How To Overcome Emotional Sensitivity

Written by Amy Morin
A psychotherapist, psychology instructor, keynote speaker, and the author of the bestselling book 13 Things Mentally Strong People Don't Do

Highly sensitive people tend to get their feelings hurt easily. Their fear of failure may make them less likely to take risks, and their heightened emotions may cause relationship problems. If you’re a highly sensitive person, take these six steps to overcome your emotional sensitivity.

1. What Am I Feeling?

Identifying your real feelings is an important first step in overcoming emotional sensitivity. Determine whether you are feeling disappointed, sad, angry, or something else. Once you have clearly labeled the emotion, you can begin to uncover the reasons you feel this way and what you can do about it.

2. Why Do I Feel This Way?

Ask yourself why you feel the way you do. For example, did you have high expectations for how something would turn out and then became upset when it didn’t turn out the way you wanted? Or did someone say something to you that you found offensive?

Identify exactly what caused you to feel sensitive and why it made you feel that way. Often, unmet needs and unmet expectations lead to hurt feelings.

3. What Would I Say To My Friend Who Had This Problem?

Most people are much kinder to others than they are themselves. Ask yourself what you would say if your best friend approached you with a similar issue. If you’re blaming yourself or exaggerating how bad a situation is, it can be helpful to listen to the sound advice you would offer a friend.

For example, if you find yourself thinking, “No one at work likes me,” ask what you would say to your friend who came to you with that problem. It’s likely you might say something such as, “I’m sure some people at the office do you like you. Just because you didn’t get approval for that project doesn’t mean everyone at the office dislikes you.” Then, use those kind words on yourself.

4. Should I Address This Or Let It Go?

Determine if the situation needs to be addressed, or if you are better off to let it go. If your feelings are seriously hurt by a good friend or close family member, not addressing it can lead to anger and resentment. In those cases, you may need to talk to the person in a calm, diplomatic manner to clear the air.

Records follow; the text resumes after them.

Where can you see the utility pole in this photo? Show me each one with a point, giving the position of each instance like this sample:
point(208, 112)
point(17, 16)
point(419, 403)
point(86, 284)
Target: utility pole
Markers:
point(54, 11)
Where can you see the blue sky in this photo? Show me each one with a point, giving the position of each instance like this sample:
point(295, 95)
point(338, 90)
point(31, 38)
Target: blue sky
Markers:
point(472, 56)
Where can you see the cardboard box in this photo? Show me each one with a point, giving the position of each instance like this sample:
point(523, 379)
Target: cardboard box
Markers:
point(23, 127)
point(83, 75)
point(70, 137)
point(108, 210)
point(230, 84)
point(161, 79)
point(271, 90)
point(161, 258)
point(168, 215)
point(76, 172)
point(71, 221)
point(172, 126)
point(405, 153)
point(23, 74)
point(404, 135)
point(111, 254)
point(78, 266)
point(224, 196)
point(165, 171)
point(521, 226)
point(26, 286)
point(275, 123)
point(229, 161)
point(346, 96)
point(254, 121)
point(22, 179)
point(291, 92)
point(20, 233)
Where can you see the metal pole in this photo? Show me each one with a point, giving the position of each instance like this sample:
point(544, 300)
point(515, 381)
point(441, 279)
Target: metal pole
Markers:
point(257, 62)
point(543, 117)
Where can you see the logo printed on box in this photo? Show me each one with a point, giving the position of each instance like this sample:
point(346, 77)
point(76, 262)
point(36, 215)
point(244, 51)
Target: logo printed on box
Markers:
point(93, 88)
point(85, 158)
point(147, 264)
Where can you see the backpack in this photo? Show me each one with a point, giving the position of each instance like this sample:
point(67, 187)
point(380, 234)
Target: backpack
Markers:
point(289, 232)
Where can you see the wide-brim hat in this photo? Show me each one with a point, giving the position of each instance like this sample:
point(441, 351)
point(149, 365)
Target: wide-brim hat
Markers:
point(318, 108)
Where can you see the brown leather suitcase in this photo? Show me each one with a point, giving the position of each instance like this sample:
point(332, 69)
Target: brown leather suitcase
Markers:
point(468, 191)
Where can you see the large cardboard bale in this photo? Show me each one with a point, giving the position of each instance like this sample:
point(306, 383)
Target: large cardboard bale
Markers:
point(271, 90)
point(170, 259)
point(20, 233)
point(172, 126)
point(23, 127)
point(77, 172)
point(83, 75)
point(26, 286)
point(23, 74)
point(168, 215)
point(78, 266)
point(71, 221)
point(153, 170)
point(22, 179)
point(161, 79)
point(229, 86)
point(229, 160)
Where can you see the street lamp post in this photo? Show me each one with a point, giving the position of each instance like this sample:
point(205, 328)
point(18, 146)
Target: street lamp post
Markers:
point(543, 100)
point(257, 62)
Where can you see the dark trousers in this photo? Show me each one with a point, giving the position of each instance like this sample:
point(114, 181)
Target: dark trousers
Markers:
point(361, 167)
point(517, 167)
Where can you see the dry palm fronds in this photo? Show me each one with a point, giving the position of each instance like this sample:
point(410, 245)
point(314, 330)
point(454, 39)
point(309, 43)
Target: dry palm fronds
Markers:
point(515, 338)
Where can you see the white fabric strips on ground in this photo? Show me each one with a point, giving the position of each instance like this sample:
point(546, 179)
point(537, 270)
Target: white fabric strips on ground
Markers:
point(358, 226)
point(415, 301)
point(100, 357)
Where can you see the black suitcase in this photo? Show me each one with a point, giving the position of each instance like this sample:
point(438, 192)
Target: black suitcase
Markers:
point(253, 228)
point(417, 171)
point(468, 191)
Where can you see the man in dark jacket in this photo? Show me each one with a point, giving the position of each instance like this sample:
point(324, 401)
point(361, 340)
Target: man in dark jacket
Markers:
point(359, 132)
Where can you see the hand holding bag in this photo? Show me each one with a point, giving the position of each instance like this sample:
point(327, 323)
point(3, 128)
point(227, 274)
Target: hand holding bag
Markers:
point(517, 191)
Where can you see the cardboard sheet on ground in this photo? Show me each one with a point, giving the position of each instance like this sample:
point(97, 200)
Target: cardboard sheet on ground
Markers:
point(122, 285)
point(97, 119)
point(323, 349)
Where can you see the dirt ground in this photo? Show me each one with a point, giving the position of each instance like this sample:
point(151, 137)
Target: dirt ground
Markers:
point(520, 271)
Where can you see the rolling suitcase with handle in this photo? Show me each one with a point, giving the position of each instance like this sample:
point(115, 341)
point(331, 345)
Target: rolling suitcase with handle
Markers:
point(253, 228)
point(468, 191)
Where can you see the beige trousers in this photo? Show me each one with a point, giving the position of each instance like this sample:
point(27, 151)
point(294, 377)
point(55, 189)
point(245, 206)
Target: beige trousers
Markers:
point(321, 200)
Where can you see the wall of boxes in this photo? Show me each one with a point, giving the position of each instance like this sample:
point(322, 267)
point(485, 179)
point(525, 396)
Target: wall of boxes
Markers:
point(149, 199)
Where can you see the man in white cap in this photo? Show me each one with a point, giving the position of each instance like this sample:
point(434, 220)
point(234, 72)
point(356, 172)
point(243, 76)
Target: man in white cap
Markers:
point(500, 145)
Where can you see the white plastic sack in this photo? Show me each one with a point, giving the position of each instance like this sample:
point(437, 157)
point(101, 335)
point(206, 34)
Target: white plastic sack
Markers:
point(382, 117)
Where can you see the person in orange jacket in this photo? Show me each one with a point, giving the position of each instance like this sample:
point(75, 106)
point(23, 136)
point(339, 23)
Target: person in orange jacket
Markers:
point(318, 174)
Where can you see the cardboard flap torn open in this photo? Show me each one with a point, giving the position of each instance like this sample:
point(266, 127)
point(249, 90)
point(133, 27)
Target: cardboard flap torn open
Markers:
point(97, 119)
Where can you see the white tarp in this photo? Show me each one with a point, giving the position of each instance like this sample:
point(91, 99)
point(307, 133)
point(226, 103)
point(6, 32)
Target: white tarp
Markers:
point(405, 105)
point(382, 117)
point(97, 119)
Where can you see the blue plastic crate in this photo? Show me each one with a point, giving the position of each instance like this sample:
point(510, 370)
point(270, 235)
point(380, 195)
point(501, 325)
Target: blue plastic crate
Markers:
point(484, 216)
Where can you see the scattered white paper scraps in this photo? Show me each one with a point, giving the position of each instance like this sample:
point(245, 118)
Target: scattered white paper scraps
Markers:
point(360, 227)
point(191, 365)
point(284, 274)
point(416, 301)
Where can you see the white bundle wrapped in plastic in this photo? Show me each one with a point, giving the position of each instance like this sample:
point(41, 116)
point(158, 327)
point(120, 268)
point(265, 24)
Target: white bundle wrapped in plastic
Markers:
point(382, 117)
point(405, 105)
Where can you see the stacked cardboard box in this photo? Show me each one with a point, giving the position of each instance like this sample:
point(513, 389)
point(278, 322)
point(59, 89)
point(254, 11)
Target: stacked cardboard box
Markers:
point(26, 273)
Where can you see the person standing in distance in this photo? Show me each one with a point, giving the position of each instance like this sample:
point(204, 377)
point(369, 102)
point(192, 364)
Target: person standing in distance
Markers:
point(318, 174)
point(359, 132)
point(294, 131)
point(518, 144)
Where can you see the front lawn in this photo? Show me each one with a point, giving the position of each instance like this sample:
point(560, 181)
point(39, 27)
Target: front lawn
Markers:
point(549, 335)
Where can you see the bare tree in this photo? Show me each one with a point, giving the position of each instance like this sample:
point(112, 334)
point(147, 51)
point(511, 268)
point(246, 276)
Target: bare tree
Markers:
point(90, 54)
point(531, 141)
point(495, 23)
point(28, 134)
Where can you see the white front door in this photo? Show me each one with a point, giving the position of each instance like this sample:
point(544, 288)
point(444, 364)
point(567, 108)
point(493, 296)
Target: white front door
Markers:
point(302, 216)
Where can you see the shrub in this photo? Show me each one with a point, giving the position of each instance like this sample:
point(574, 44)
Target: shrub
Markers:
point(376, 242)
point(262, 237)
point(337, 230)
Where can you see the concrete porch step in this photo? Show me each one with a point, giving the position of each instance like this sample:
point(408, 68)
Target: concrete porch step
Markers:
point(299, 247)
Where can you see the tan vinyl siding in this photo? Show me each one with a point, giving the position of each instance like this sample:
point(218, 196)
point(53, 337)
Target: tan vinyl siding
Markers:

There may be other times when you discover that you are best to just let things go. If you felt slighted by a co-worker or annoyed that a friend didn’t call you, you may be able to recognize that bringing it up may make things worse. Instead, you can decide to let go of your hurt feelings.

5. What Can I Tell Myself To Feel Better?

Highly sensitive people tend to be hard on themselves and others. Changing the way you think about a situation can change the way you feel. For example, if your thoughts are focused on how unfair your boss is or how mean your sister is, you’re likely going to continue to feel bad.

However, replacing those thoughts with healthier, more balanced thoughts, can help you feel better. Try reminding yourself that everyone makes mistakes and accept the fact that others will hurt your feelings at times.

6. What Can I Do To Feel Better?

Changing your behavior can also change how you feel. Try doing something positive that will help you feel better. Practice coping skills such as going for a walk, calling a friend, or participating in a hobby. Doing something enjoyable can get your mind off things.

Once you feel better, it may be easier to look at the situation another way. When you’re calm, you may be able to see that your mother didn’t set out to hurt your feelings on purpose or that you aren’t at fault for an issue at work. Taking a break from the problem can give you much-needed perspective.